In a video of the killing, one of the two suspects, named by local media as Londoner Michael Adebolajo, 28, said he did it because "Muslims are dying every day" and that the soldier's death was a "tooth for a tooth, an eye for an eye".
For east London housewife Muna Hussein, 35, nothing could justify such an act.
"That man was slaughtered like a goat. I was shocked. I couldn't sleep. I was afraid to leave the house in case people attacked me for wearing a headscarf," she said.
Abu Khaled's chief concern now is for his extended family, who live in the east London district of Barking, a bastion of the English Defense League, a far-right group that opposes what it sees as the spread of Islamic extremism in Britain, which on Wednesday took to the streets in protest.
"The terrible events in Woolwich today were a reminder of something very few are willing to accept: we are at war ... in defense of our culture, our rights, our freedom and our country," the group said on its website.
ROCK AND A HARD PLACE
The East London Mosque's Facebook page is now littered with threats and xenophobic comments, and two other mosques have been attacked. The East London Mosque also houses a Muslim center, and is involved in combating extremist teaching.
"The mosque and center is between a rock and a hard place ... We're trying to fight off two kind of extremist groups - the far right, and we're trying to fight off these extremist groups within our own community," spokesman Salman Farsi said, adding that fear had spread through British Muslim communities.
The center said state support had been lacking since David Cameron's coalition government came to power in 2010, embarking on a tough austerity drive to fix a big budget deficit.
In recent years party leaders have also toughened their rhetoric on immigration.
"The coalition has just cut connections with the Muslim community. It's almost like they don't want to engage. Money's gone to think-tanks over grass roots and frontline work. And that's one of the reasons you see trouble on the streets," said Shaynul Khan, another mosque spokesman.
Farsi said his center was battling against figures such as Anjem Choudary, the head of a banned British radical Islamist group, who told Reuters he knew Adebolajo and declined to condemn his attack, blaming it on "British foreign policy".
One of Choudary's fellow preachers Abu Abdullah Al-Britani, who gives sermons calling for the end of western democracy and for the introduction of sharia law, said the killing was a natural reaction to what Britain was doing overseas.

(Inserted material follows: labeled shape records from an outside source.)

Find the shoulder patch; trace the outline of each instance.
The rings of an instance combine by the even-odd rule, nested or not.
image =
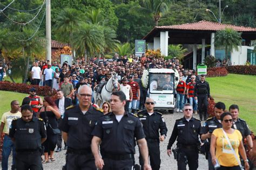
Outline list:
[[[156,112],[156,113],[158,113],[158,114],[160,114],[160,115],[163,115],[162,113],[160,113],[160,112]]]
[[[103,110],[102,108],[99,108],[99,107],[95,108],[94,107],[93,107],[93,108],[95,108],[96,110],[100,111],[100,112],[103,112]]]
[[[66,110],[68,110],[68,109],[73,108],[73,107],[75,107],[75,105],[71,105],[71,106],[69,106],[69,107],[68,107],[67,108],[66,108]]]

"Nobody wants to see this; we want to live in peace, in harmony, but we can't do that if the British are going to be going around butting their noses into other people's business," he told Reuters.
Choudary and al-Britani appear to have some sympathizers.
"Police always pull me aside at airports and ask me whether I know any terrorists. I say I do, and their eyes go wide," Abu Khaled said.
"I say George Bush and Tony Blair," he said, referring to the former U.S. and British leaders behind the 2003 Iraq war.